I would call this convergence to the downside. Up until now, the jobs data had been so unequivocally good that the Fed was forced to lower its (artificial) NAIRU threshold. And rate hikes are still possible starting in June. But, macro data in Q1 have been extremely poor. And the most worrying aspect of this has been the consumption data, where retail sales have declined for three months in a row. The jobs data for Q1 have now converged toward that weakness, as the downward revisions mean that we saw a paltry net +57,000 jobs added this month. This should be enough to take June off the table. Even if we get to 5.2% unemployment by May’s report, that’s not a level which guarantees a rate hike. And this wobble in the data should give the Fed doves enough data support to push back the timetable of rate hikes.
But this is only one month’s data. We will have to see if there is follow-thru into Q2.

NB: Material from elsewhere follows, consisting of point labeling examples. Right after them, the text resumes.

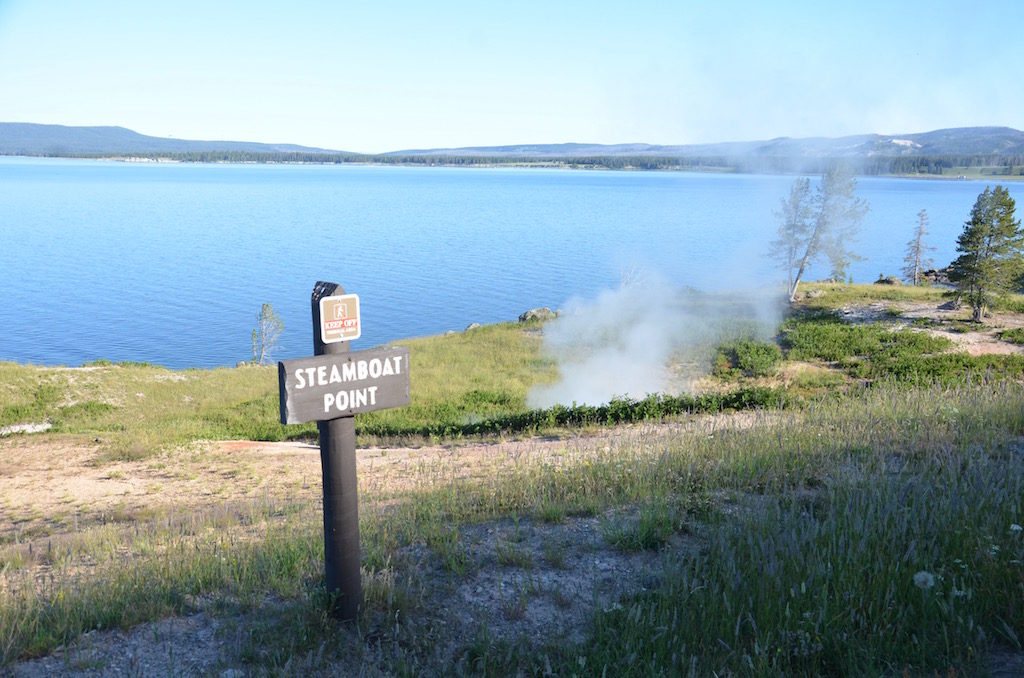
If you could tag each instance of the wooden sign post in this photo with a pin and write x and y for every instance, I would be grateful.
(331, 388)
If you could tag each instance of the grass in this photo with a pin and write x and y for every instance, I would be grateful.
(830, 296)
(844, 575)
(868, 531)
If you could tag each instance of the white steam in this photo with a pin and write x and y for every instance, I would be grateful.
(646, 337)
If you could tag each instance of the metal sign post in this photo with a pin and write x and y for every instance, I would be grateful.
(331, 388)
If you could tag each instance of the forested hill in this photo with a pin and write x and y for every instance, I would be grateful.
(997, 151)
(58, 140)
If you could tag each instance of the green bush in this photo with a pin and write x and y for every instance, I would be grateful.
(748, 356)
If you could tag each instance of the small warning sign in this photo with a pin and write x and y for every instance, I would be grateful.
(340, 319)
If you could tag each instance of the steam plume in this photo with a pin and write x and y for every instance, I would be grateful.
(646, 337)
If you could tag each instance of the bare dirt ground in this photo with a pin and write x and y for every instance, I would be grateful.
(51, 485)
(565, 569)
(982, 341)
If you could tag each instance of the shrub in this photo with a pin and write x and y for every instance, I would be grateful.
(748, 356)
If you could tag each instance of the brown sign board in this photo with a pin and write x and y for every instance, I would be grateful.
(334, 385)
(340, 319)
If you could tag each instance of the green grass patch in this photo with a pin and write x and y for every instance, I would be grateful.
(1015, 336)
(830, 296)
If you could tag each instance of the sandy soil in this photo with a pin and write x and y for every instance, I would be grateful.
(983, 341)
(51, 485)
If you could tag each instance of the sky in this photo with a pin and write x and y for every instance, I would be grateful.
(379, 76)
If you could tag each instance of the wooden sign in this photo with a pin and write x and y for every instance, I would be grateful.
(340, 319)
(329, 386)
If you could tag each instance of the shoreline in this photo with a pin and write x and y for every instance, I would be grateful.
(566, 164)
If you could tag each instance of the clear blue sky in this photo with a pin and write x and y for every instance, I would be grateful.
(383, 75)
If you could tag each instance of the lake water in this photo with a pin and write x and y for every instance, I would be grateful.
(169, 263)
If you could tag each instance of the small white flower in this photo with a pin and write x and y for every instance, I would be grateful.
(924, 580)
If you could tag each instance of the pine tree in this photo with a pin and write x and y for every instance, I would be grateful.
(915, 259)
(268, 328)
(991, 244)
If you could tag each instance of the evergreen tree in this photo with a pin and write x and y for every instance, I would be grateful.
(991, 244)
(268, 328)
(916, 251)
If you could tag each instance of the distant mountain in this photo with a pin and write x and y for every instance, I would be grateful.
(32, 139)
(956, 141)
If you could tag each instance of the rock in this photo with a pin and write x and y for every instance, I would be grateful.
(543, 313)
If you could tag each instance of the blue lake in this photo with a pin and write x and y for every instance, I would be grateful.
(169, 263)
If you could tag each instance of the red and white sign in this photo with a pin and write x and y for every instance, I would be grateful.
(340, 319)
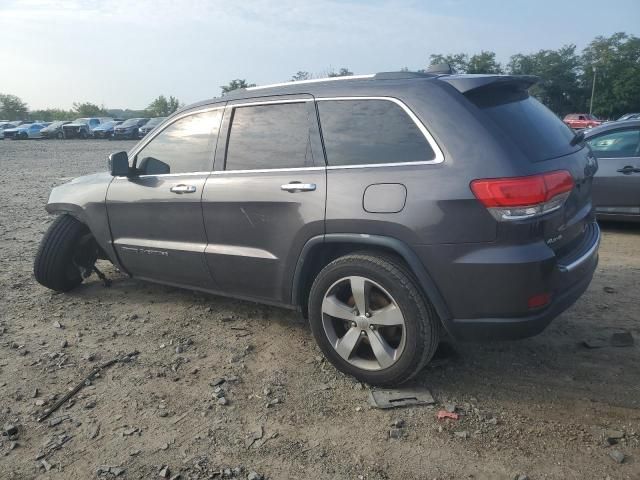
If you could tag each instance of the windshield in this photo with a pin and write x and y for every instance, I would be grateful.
(154, 121)
(538, 132)
(131, 122)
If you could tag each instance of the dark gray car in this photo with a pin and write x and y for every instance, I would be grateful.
(388, 208)
(616, 187)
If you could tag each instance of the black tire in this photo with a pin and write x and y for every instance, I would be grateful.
(54, 264)
(422, 325)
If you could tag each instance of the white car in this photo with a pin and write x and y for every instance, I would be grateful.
(27, 130)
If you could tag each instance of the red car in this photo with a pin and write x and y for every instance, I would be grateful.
(581, 120)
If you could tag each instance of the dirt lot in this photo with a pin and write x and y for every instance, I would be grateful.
(541, 407)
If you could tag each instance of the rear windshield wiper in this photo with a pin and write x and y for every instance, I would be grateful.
(577, 138)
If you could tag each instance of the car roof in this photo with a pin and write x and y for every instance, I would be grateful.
(353, 85)
(605, 127)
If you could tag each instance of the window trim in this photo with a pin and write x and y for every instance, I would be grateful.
(609, 132)
(232, 108)
(439, 156)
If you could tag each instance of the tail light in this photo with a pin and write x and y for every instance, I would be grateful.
(518, 198)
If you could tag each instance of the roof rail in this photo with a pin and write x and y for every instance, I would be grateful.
(315, 80)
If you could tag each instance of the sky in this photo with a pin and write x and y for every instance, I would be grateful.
(124, 53)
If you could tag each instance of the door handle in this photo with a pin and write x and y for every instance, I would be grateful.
(183, 188)
(294, 187)
(628, 169)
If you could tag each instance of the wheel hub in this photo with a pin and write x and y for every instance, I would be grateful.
(363, 323)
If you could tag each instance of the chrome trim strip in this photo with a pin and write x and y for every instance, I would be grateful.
(439, 156)
(161, 175)
(576, 263)
(313, 80)
(238, 251)
(155, 132)
(267, 102)
(267, 170)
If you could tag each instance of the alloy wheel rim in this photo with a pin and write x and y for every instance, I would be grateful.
(363, 323)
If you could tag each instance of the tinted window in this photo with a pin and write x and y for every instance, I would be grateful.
(532, 126)
(622, 143)
(358, 132)
(270, 136)
(187, 144)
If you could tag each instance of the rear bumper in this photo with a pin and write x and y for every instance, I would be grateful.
(487, 288)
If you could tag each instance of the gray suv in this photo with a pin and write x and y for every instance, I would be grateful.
(388, 208)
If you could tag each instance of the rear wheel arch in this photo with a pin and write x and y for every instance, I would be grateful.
(323, 249)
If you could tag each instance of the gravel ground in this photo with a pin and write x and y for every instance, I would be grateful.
(546, 407)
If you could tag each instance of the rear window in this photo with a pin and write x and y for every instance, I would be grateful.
(365, 132)
(532, 126)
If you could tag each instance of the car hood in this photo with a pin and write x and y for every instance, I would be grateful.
(70, 195)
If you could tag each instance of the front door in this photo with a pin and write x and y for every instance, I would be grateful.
(616, 186)
(156, 217)
(266, 197)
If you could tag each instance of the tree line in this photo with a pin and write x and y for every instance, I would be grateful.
(567, 79)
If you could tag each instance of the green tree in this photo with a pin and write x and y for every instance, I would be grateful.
(301, 75)
(12, 108)
(484, 62)
(458, 61)
(235, 85)
(616, 60)
(559, 87)
(163, 107)
(343, 72)
(88, 109)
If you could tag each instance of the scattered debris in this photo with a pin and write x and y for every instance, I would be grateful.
(617, 455)
(400, 398)
(79, 386)
(444, 414)
(621, 339)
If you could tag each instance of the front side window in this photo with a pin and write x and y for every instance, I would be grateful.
(358, 132)
(619, 144)
(186, 145)
(270, 136)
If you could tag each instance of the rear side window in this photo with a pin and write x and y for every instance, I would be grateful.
(187, 144)
(619, 144)
(270, 136)
(532, 126)
(359, 132)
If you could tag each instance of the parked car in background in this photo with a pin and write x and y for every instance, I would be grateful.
(629, 116)
(335, 198)
(54, 130)
(616, 186)
(105, 130)
(25, 131)
(6, 126)
(129, 128)
(83, 127)
(578, 121)
(150, 125)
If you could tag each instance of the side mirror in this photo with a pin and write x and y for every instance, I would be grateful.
(153, 166)
(119, 164)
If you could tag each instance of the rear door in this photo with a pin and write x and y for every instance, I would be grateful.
(156, 218)
(616, 187)
(266, 197)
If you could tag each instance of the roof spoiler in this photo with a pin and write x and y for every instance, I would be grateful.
(468, 83)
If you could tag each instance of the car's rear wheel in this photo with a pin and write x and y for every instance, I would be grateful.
(371, 320)
(66, 251)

As I emphasized yesterday, although jobs are a lagging indicator, we should expect to see some ripples of distress in the job market before a recession hits us full bore. This could be the first sign of labor market distress or it could be an aberration. We just don’t know yet. What we do know is that jobless claims eventually become a contrary indicator when they are as low as they are now. We are bumping along the lower potential limits of initial jobless claims, and have been for some time.If job market distress does occur, I would expect it to be reflected in rising jobless claims before an actual recession occurs. A rise in claims would create a shock to consumption that in a best case scenario is temporary. In a worst case scenario, it combines with the existing slowdown in inventories, investment, and exports to tip the cycle down. I still do not believe we are there yet, however.
From a market perspective then, policy normalization means that the forward guidance timetable is short due to the data dependence of the Fed’s reaction function. Volatility will rule the roost until we have ascertained whether Q1 was a rough patch or a harbinger of more weakness to come.